La majorité de la commission souligne l'importance de la Convention de Berne, qui constitue un accord de protection des espèces; c'est pourquoi elle estime qu'il serait exagéré de la dénoncer. Le Conseil fédéral doit pouvoir atteindre l'objectif exprimé par le Parlement sans mettre dans la balance la dénonciation de la Convention de Berne.

Une minorité de la commission propose d'adopter le texte de la motion tel que formulé par Monsieur Fournier. Pour ce qui concerne la dénonciation de la Convention de Berne, la minorité souligne qu'elle n'est prévue que pour le cas où les négociations visant à modifier le statut du loup échoueraient.

Une seconde minorité propose de rejeter la motion. Elle considère qu'elle va trop loin lorsqu'elle demande que la Convention de Berne soit dénoncée si nécessaire. En effet, cette convention de protection de la nature n'a pas la vocation de traiter uniquement du loup, mais règle de manière beaucoup plus large la protection des espèces.

Pour ce qui est de la motion 10.3008, approuvée en commission par 17 voix contre 7, elle propose de donner plus de compétences aux cantons pour réguler les effectifs trop importants, notamment de loups ou de lynx.

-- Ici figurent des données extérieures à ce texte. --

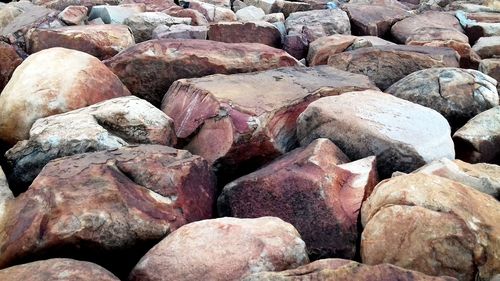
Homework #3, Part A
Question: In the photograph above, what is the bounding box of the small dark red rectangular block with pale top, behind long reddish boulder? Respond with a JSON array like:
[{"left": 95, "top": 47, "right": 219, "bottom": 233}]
[{"left": 208, "top": 21, "right": 281, "bottom": 48}]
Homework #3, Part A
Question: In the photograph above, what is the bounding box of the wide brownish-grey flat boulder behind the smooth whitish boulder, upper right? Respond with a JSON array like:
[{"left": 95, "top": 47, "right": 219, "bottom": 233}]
[{"left": 328, "top": 45, "right": 459, "bottom": 90}]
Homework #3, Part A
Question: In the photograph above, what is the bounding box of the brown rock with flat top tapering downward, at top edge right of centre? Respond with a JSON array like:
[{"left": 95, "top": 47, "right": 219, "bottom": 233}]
[{"left": 342, "top": 4, "right": 410, "bottom": 37}]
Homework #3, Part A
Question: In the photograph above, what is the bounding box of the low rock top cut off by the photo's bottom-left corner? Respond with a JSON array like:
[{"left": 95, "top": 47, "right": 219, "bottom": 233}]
[{"left": 0, "top": 258, "right": 120, "bottom": 281}]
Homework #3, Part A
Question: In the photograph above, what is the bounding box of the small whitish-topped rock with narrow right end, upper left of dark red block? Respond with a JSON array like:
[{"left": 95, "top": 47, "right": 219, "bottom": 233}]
[{"left": 123, "top": 12, "right": 191, "bottom": 43}]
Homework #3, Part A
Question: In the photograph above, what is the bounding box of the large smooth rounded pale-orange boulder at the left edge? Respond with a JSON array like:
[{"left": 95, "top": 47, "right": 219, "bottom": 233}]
[{"left": 0, "top": 48, "right": 130, "bottom": 144}]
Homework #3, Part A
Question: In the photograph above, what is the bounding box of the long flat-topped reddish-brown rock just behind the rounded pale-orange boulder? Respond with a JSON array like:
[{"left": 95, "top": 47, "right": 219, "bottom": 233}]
[{"left": 27, "top": 24, "right": 135, "bottom": 60}]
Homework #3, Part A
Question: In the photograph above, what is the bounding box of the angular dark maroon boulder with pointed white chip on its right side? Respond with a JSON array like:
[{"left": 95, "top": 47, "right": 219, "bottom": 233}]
[{"left": 218, "top": 139, "right": 377, "bottom": 259}]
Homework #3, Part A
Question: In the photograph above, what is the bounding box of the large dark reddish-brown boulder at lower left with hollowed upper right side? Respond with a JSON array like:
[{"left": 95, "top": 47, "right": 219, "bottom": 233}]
[{"left": 0, "top": 145, "right": 215, "bottom": 275}]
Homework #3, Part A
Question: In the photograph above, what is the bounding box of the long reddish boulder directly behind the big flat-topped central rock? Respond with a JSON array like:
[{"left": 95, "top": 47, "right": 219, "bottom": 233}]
[{"left": 101, "top": 39, "right": 299, "bottom": 105}]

Ainsi, afin de prévenir les dégâts importants causés par le lynx ou le loup, le Conseil fédéral est chargé de modifier l'article 4 de l'ordonnance sur la chasse et la protection des mammifères et oiseaux sauvages, qui porte sur la régulation de populations d'espèces protégées, de manière à ce que [PAGE 1612] les cantons puissent désormais, avec l'assentiment préalable de l'Office fédéral de l'environnement, prendre des mesures pour réguler les populations d'espèces protégées, également en cas de dégâts importants aux animaux de rente et en cas de perte sensible lors de l'exercice de leur droit régalien sur la chasse.

En matière de gestion de la faune sauvage, la commission prône un équilibre entre protection et exploitation agricole. Elle demande au Conseil fédéral de modifier en ce sens l'ordonnance sur la chasse et la protection des mammifères et oiseaux sauvages en utilisant la latitude d'action que lui donnent la Convention de Berne et la loi fédérale du 20 juin 1986 sur la chasse.

Une minorité propose le rejet de la motion. Elle s'exprimera probablement largement.

Comme le Conseil fédéral, votre commission vous recommande, par 17 voix contre 7, d'approuver sa motion, qui, avec l'adoption de la motion Fournier, permettra une vraie régulation du loup dans notre pays.

Je vous remercie de votre soutien, je dirai même, par saint Hubert!